На следующий день Людовик Седьмой объявил, что покидает армию. Препоручив войска своему брату Роберту, наказав как можно скорее закончить войну, Людовик с небольшим отрядом рыцарей и ординарцев отбыл в Париж.
3Во дворце на острове Сите полководца встретила любящая жена. Она была тише воды, ниже травы. Ей уже донесли о духовном срыве мужа, о том, что он едва не скончался в этом походе. Королева даже собиралась ехать к нему, но не решилась. Сердце щемило от собственной вины — не из камня же оно было, наконец!
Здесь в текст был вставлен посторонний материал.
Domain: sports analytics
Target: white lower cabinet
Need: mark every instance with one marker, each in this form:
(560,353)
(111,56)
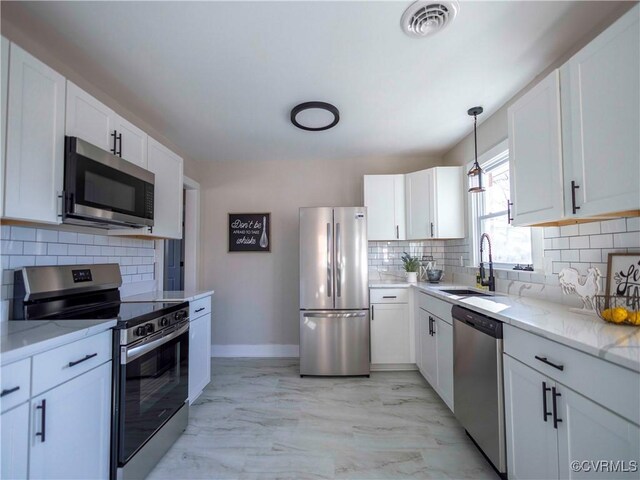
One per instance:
(549,426)
(199,355)
(390,339)
(70,428)
(14,443)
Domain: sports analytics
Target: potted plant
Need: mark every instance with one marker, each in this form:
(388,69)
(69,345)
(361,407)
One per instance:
(411,266)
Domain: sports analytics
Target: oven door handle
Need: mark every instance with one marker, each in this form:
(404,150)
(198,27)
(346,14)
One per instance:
(136,352)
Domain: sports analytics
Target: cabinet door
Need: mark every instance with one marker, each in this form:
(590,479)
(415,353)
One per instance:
(535,154)
(390,333)
(418,201)
(167,167)
(14,432)
(532,442)
(603,119)
(429,350)
(132,146)
(384,199)
(591,432)
(35,139)
(89,119)
(4,71)
(77,416)
(444,339)
(199,355)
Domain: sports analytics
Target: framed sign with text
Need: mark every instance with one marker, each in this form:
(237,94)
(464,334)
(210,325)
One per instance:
(249,232)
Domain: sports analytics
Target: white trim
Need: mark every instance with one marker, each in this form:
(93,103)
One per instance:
(265,350)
Алиеноре стало ясно: капризы ее больше не пройдут. Но она и сама устала от них. Петронилла лишилась любимого мужа? Что ж, ее старшая сестра сделала для младшей все, что могла. Поставила на карту свое благополучие. Рассорила с мужем Церковь. Да что там с мужем — со всем королевством! Разве этого мало? Пора было думать о себе, о своем будущем…
В тот день король спрыгнул с коня, сбросил плащ на руки ординарцам и долго смотрел на нее. Алиенору насторожил его пронзительный взгляд — было в нем что-то новое, незнакомое ей. Людовик изменился. Он сильно похудел. Щеки его впали. Остались одни глаза. Людовик напомнил ей того юношу, которого она впервые увидела шесть лет назад в Бордо у храма Святого Андрея, в окружении пышной процессии. И все-таки что-то чужое появилось в нем, недоступное ей.
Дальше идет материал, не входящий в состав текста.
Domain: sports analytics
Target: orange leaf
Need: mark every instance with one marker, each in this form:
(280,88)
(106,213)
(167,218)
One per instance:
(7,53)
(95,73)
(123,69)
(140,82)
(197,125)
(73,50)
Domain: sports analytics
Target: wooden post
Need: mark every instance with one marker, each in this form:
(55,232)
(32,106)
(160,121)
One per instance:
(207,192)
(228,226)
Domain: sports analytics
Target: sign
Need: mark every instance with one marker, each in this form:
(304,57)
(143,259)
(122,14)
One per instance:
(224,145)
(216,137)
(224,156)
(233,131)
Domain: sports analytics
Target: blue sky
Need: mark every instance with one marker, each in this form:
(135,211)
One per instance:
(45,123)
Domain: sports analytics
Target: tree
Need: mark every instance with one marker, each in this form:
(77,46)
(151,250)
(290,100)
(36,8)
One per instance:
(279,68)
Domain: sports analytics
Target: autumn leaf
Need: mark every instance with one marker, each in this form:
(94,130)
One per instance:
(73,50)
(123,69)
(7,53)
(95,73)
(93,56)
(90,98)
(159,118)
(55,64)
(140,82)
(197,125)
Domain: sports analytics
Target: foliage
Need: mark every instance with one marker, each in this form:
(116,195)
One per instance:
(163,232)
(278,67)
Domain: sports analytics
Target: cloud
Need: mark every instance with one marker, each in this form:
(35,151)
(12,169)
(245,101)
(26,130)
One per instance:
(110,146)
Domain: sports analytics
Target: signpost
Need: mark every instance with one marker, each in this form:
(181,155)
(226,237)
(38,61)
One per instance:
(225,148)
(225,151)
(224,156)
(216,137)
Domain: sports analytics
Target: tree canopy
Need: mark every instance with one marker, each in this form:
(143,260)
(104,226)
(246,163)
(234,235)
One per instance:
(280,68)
— Здравствуй, милая моя королева, — хрипловатым голосом сказал он. — Я скучал по тебе…
Под прицельным взглядом вельмож и рыцарей она поклонилась:
— Добро пожаловать, мой король.
Людовик обнял ее, но не было пламени в этом объятии, как прежде.
Они простили друг другу это затмение сроком в шесть лет. Этот черный сумрак, охвативший их души. Она вела себя так, точно политика — нечто чуждое и враждебное ей. Алиенора слова не сказала, когда на Королевском совете, к всеобщей радости, вновь появился Сугерий. И промолчала, когда для нее случилась воистину катастрофа.
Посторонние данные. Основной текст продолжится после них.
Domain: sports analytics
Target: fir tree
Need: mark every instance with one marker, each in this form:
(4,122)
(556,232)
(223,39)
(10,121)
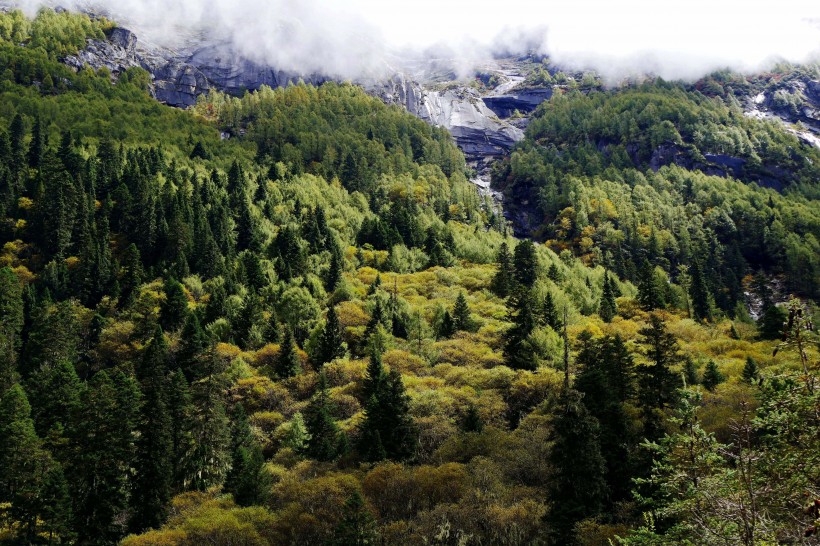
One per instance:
(657,383)
(699,292)
(712,376)
(650,292)
(751,372)
(287,361)
(181,413)
(323,433)
(525,263)
(608,308)
(11,326)
(331,342)
(462,321)
(551,317)
(578,485)
(357,527)
(154,462)
(503,280)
В один из вечеров Людовик вышел на галерею, проходившую над большой залой дворца. Внизу лопотали фрейлины королевы, теребили струны виол и крут менестрели и пел одну из своих песенок трубадур Маркабрюн. Алиенора полулежала на топчане, ярко одетая, сверкая дорогими камнями на пальцах, ожерельями на скрытой парчой высокой груди и золотыми нитями в ярких волосах.
— Я хочу, чтобы вы замолчали! — громко проговорил Людовик с галереи. — Замолчали все! Вы, вы и вы, — он по очереди ткнул пальцем в несколько групп музыкантов. — А вы, — король указал на гасконца, — в первую очередь!
Маркабрюн побледнел, отложил виолу и встал. А Людовик уже быстро спускался с галереи вниз — в замершую залу. Привстав, Алиенора с тревогой смотрела на приближающегося мужа. После истории с городком Витри, молва о которой пролетела по всей Европе, она стала опасаться супруга. За маской робкого мужа где-то очень глубоко крылся свирепый и жестокий зверь. И не обузданная свирепость его готова была превратиться в неистовство, если не в безумие.
— Мы — грешники, и нам надобно пребывать в смирении и страхе перед Господом! — Людовик уже стоял в середине залы. — Вы живете так, точно будете пребывать на этой земле вечно! За приятной болтовней и аккордами ваших сладкозвучных инструментов! Но этому не бывать, и вы — слепцы, если не понимаете этого! Что вы скажете Господу, когда он призовет вас, покажете эти струны?! Пролопочете несколько ваших дешевых канцон?! Или попытаетесь отболтаться вашими пустыми куртуазными словечками?! Не выйдет!
Он подошел к одному из онемевших менестрелей, выхватил у него из рук виолу и с чрезмерной силой рванул струны — и тотчас схватился за окровавленные пальцы. Менестрель от страха едва не свалился без чувств. Но, хотя Людовику и было больно, он, сжимая руку в кулак, все же уловил язвительную улыбку на губах Маркабрюна.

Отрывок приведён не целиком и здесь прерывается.